Put a brad through and fasten.  I was really happy to find these brads with the little jewels on them- perfect bit of sparkle to catch baby's attention amid all the patterns!

Now at this point, you can assemble your globe one of two ways.  

Way 1: Here, I fanned out the paper and then fastened, strip by strip, around the other brad.  After trying way 2 (below), I quickly abandoned this approach.  Still, I wanted to share.

Holding and slipping each strip over the brad.  Tedious.

Brad fastened.  The wrong way.  Gah!  Had to take it out and try to carefully slip it back through, sparkly-side-out.


Way 2:  Just put a brad through the punched holes at each end of the stack of paper strips.

Fan out strips to make a globe.  How easy is that!?

However you get to this stage where your globe is globe-y, you may end up with droopy deflated balloon-looking globes.  My secret is to tie a string from one brad to the other, shortening the gap between the top and bottom so you get a globe!


 The birds were fun to make, in my opinion.  They were also a nice way to make use of excess bits of paper.  :)

Start with two equal strips of paper, at least 1" wide.  Arrange with blank sides together.

Tape together at each end.  You actually want the papers nicely lined up- I just shifted them a bit here so you could see I was taping 2 pieces together.

Both ends taped together.

Next, insert a third piece in between your taped pieces- pattern facing up.  This piece will be the same width, but only about 3/4 the length of your other pieces.

Pinch the front of your bird, holding all 3 pieces of paper together.  Tape around the edges to hold at least an inch or so of paper in place where you were pinching.

Taped portion where I had pinched shown to the left.  My bird's beak!  Next, pinch the 3 pieces together at the other end.  Notice that you'll be curving the longer top and bottom pieces to make them meet the shorter middle piece.  This gets your bird shape started.

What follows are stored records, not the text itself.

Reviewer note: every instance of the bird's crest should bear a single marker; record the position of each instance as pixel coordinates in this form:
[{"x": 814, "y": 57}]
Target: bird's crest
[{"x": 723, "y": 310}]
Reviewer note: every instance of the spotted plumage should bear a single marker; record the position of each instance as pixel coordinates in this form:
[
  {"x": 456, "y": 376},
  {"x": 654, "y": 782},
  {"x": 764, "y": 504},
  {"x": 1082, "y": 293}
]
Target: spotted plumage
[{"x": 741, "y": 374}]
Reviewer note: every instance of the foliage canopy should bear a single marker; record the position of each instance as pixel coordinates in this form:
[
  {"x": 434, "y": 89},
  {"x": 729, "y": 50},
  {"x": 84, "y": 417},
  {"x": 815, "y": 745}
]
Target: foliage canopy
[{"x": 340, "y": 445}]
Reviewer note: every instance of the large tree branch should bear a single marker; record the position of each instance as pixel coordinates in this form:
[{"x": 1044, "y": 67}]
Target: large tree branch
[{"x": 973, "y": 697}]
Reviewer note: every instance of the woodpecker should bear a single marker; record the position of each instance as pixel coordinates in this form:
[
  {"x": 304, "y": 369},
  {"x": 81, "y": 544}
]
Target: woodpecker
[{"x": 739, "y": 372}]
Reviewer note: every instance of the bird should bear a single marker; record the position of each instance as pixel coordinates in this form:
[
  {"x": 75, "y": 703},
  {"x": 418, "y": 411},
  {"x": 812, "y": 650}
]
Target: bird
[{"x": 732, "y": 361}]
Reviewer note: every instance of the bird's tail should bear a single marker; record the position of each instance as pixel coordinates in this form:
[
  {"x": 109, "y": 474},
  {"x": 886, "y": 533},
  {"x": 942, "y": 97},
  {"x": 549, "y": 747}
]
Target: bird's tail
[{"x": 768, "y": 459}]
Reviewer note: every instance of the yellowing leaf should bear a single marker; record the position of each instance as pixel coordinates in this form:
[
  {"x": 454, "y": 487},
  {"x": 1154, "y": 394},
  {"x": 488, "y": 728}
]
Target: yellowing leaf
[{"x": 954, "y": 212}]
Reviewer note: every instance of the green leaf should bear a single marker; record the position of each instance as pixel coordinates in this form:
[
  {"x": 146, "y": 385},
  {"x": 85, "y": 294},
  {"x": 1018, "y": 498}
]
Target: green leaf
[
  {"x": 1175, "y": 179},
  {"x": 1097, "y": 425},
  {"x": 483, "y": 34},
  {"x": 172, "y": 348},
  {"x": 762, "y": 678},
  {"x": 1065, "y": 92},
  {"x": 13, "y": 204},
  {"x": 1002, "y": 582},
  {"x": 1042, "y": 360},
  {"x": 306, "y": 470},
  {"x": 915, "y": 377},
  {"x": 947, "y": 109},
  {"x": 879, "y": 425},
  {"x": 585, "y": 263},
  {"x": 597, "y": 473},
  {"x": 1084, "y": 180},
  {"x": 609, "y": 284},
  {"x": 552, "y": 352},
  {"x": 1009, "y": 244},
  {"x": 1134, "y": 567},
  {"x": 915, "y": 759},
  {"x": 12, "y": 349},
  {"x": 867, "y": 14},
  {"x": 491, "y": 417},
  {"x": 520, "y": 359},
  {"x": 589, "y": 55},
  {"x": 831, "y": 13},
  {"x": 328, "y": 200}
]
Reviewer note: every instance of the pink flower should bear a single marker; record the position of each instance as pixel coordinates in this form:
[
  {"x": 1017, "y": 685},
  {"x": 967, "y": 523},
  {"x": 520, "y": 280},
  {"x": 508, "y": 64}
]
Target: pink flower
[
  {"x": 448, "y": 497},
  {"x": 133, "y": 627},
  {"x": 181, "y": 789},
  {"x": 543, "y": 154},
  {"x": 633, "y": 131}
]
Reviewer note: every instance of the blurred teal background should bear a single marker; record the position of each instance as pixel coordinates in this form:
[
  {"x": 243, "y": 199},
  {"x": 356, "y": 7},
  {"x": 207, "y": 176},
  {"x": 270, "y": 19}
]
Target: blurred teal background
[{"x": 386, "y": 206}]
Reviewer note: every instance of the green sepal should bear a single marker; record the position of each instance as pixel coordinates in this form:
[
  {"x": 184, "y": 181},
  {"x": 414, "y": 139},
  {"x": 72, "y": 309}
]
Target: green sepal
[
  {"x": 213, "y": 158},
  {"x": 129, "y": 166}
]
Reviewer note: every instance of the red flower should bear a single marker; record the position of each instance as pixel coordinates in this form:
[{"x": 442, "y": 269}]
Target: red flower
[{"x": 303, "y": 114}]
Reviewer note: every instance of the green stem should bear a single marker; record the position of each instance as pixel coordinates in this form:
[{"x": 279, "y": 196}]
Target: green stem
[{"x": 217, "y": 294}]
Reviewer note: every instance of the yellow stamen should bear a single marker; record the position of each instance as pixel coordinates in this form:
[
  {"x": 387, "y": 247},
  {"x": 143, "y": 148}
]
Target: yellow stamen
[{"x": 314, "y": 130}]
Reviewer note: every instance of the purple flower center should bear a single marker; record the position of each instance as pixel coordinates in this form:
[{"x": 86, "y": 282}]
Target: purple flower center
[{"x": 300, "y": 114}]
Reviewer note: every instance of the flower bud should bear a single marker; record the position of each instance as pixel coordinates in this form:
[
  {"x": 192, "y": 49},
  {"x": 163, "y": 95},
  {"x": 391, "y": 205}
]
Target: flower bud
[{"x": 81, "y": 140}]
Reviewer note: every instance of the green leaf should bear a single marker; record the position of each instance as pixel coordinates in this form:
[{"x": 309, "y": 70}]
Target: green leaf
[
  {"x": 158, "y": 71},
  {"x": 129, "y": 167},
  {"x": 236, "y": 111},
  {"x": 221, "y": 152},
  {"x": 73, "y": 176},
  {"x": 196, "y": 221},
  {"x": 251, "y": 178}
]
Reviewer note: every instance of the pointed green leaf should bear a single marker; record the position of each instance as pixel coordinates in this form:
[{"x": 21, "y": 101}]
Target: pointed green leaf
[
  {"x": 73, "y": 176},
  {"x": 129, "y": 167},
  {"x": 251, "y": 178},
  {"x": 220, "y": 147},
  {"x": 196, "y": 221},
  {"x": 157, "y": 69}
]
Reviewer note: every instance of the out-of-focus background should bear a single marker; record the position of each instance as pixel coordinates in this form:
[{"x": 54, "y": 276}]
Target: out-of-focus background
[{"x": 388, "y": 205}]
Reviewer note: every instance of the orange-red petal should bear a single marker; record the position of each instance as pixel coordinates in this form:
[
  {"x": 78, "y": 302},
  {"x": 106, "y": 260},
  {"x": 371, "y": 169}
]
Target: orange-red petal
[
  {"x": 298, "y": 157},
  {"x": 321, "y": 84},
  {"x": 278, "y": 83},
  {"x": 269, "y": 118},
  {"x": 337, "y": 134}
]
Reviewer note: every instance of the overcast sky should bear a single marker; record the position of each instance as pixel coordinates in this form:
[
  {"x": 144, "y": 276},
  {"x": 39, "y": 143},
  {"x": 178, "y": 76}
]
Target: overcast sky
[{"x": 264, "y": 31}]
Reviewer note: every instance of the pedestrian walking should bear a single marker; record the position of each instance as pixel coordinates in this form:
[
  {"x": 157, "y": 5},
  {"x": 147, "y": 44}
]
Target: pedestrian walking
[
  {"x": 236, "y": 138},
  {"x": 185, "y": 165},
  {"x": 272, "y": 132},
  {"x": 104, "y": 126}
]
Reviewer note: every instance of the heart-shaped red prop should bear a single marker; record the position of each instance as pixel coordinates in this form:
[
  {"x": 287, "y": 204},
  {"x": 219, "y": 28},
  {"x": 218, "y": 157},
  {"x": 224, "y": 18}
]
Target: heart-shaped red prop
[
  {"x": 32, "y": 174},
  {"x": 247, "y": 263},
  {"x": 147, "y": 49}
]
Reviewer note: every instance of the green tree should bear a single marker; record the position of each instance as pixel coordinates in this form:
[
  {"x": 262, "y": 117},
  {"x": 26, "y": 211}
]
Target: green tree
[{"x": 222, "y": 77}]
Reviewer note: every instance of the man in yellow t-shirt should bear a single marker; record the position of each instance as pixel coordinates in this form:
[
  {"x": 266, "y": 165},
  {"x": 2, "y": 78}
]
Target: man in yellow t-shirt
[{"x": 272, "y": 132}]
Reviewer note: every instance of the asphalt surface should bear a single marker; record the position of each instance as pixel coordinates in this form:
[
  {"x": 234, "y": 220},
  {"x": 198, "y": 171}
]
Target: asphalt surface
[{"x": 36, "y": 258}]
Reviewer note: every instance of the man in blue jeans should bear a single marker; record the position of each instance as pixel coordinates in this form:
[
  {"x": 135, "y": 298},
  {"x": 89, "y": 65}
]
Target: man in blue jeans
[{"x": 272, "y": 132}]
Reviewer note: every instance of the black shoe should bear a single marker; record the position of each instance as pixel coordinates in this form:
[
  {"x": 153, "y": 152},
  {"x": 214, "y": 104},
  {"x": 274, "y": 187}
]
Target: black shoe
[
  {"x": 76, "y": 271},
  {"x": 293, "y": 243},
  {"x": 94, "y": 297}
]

Tape small bit at opposite end to secure all pieces together.

This part is a little weird to explain.  Manipulate the excess paper so that your curve at the top is toward the front (left side) if your bird, making the head, and the bottom curve is toward the middle of the back, forming the bird's stomach.  Basically, this just means pinching the top 2 pieces of paper together at the middle.  Tape in place.

Side view when taped.

Next up- the wings.  Cut two hill shapes out of scrapbook paper the same width as the rest of your bird.

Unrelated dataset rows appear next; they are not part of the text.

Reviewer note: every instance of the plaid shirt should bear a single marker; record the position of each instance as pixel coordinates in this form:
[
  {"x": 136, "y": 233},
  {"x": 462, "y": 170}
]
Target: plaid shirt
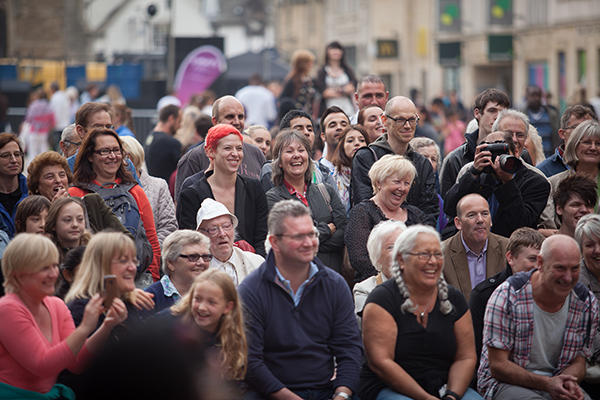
[{"x": 508, "y": 325}]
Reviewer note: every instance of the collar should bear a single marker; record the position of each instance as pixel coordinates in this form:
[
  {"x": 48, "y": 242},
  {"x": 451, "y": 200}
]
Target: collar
[
  {"x": 468, "y": 250},
  {"x": 168, "y": 288}
]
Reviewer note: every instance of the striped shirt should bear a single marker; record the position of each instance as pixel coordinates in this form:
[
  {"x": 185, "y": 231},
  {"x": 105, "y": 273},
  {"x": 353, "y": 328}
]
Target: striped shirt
[{"x": 508, "y": 325}]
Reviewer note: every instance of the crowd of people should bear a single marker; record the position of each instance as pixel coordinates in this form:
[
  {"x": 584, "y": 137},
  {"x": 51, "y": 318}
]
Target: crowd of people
[{"x": 345, "y": 244}]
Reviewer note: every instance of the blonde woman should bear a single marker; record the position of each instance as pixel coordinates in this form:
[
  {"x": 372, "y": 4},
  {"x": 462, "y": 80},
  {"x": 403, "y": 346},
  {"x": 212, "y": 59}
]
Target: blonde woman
[
  {"x": 212, "y": 304},
  {"x": 37, "y": 336},
  {"x": 107, "y": 253}
]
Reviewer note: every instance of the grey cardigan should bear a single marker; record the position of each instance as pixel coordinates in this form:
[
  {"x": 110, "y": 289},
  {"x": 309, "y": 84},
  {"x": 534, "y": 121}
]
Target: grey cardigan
[{"x": 162, "y": 205}]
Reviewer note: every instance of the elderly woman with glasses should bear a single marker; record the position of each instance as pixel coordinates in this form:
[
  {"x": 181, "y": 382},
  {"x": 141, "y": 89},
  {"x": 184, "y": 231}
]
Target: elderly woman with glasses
[
  {"x": 380, "y": 245},
  {"x": 417, "y": 330},
  {"x": 185, "y": 255},
  {"x": 392, "y": 177},
  {"x": 99, "y": 168}
]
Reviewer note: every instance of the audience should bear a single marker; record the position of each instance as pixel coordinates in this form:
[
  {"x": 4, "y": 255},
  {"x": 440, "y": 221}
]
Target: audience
[
  {"x": 391, "y": 177},
  {"x": 334, "y": 197},
  {"x": 185, "y": 255},
  {"x": 37, "y": 335},
  {"x": 292, "y": 177},
  {"x": 417, "y": 330}
]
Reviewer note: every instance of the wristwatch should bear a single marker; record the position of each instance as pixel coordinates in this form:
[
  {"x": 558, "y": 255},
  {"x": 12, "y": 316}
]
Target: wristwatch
[{"x": 342, "y": 395}]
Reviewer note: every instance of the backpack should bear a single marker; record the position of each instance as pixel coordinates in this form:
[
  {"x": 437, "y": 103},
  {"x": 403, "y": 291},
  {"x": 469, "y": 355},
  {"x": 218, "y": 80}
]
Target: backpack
[{"x": 123, "y": 204}]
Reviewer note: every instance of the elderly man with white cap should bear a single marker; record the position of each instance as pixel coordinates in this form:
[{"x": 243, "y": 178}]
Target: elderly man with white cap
[{"x": 216, "y": 222}]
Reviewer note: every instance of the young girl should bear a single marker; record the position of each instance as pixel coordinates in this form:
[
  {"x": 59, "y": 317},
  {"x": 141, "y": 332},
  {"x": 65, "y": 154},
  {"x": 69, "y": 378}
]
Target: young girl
[
  {"x": 213, "y": 305},
  {"x": 31, "y": 214},
  {"x": 66, "y": 224},
  {"x": 353, "y": 138}
]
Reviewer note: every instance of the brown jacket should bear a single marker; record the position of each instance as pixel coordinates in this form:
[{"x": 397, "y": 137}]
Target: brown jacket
[{"x": 456, "y": 269}]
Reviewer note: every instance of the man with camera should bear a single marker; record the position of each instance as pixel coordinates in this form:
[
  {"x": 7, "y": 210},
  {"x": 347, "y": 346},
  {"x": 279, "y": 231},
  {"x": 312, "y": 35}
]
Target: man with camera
[{"x": 516, "y": 194}]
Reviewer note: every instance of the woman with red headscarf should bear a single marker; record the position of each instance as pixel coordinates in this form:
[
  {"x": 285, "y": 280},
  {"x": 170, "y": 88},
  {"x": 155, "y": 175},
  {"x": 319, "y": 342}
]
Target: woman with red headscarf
[{"x": 242, "y": 196}]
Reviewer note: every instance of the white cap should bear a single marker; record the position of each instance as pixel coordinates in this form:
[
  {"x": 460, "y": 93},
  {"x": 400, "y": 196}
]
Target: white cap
[{"x": 210, "y": 209}]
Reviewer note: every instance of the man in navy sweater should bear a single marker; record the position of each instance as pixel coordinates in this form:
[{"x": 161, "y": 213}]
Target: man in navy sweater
[{"x": 299, "y": 317}]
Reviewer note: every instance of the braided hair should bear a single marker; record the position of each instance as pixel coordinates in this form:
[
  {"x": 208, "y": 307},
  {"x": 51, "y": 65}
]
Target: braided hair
[{"x": 403, "y": 245}]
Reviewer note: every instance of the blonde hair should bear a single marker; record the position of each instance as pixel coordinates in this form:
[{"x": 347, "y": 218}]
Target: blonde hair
[
  {"x": 26, "y": 253},
  {"x": 96, "y": 263},
  {"x": 134, "y": 151},
  {"x": 231, "y": 334},
  {"x": 389, "y": 165}
]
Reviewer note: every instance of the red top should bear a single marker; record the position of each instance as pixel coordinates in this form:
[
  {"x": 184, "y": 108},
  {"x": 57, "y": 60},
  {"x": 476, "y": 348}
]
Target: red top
[
  {"x": 27, "y": 359},
  {"x": 147, "y": 218},
  {"x": 294, "y": 192}
]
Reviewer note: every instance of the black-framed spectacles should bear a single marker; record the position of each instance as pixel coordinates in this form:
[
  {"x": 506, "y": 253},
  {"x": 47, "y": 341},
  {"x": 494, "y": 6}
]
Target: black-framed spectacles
[
  {"x": 69, "y": 142},
  {"x": 412, "y": 121},
  {"x": 195, "y": 257},
  {"x": 105, "y": 152}
]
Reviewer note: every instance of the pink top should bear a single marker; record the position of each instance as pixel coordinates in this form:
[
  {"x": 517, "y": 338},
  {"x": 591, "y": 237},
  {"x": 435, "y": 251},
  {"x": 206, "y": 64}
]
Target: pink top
[{"x": 27, "y": 359}]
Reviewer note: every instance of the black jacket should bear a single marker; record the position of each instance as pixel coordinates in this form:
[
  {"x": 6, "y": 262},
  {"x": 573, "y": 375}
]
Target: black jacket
[
  {"x": 422, "y": 191},
  {"x": 456, "y": 160},
  {"x": 331, "y": 245},
  {"x": 250, "y": 207},
  {"x": 521, "y": 200}
]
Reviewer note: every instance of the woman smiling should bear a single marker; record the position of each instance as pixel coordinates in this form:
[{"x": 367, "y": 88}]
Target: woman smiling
[
  {"x": 243, "y": 197},
  {"x": 391, "y": 177}
]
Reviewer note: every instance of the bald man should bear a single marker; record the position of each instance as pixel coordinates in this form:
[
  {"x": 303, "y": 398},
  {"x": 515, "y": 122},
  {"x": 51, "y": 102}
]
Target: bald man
[
  {"x": 226, "y": 110},
  {"x": 400, "y": 119},
  {"x": 538, "y": 329}
]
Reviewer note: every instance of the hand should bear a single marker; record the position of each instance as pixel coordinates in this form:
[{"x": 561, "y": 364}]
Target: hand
[
  {"x": 92, "y": 312},
  {"x": 332, "y": 227},
  {"x": 61, "y": 192},
  {"x": 557, "y": 387},
  {"x": 141, "y": 299},
  {"x": 116, "y": 314},
  {"x": 483, "y": 158},
  {"x": 500, "y": 173},
  {"x": 574, "y": 389}
]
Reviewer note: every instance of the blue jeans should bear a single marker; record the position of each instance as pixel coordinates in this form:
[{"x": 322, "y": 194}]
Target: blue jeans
[{"x": 389, "y": 394}]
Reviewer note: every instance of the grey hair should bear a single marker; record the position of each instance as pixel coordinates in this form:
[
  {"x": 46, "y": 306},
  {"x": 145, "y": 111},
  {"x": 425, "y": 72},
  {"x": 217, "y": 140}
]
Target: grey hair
[
  {"x": 509, "y": 112},
  {"x": 404, "y": 244},
  {"x": 68, "y": 133},
  {"x": 584, "y": 130},
  {"x": 376, "y": 237},
  {"x": 282, "y": 210},
  {"x": 587, "y": 227},
  {"x": 176, "y": 241}
]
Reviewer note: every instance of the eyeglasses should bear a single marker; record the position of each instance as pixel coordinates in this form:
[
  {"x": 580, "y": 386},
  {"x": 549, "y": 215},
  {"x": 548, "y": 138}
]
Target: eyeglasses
[
  {"x": 105, "y": 152},
  {"x": 71, "y": 143},
  {"x": 214, "y": 230},
  {"x": 412, "y": 121},
  {"x": 195, "y": 257},
  {"x": 426, "y": 256},
  {"x": 8, "y": 154},
  {"x": 299, "y": 237}
]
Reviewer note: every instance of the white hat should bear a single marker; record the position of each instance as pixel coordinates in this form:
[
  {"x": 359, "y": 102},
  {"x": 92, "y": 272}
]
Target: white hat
[{"x": 210, "y": 209}]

Arrange over center of bird's back and tape into place.

Fold down gently where wings extend past body.

Poke a small hole with a needle and thread with string to suspend from mobile branch.


When your globes and birds are complete, it's time to arrange on the branch!  For the globes, tie one end of string around top brad with a secure knot (or 2 or 5), then wrap other end of string around branch multiple times and knot in place.  Arrange at different heights.  Hang birds at random as well.

Wrap picture wire around one end of branch, extend to other end of branch and draw out a lot of excess.  Wrap other end of wire around other end of branch.  In the middle, twist wire and loop so it can go over ceiling hook.

Screw ceiling hook into ceiling.  Hang mobile!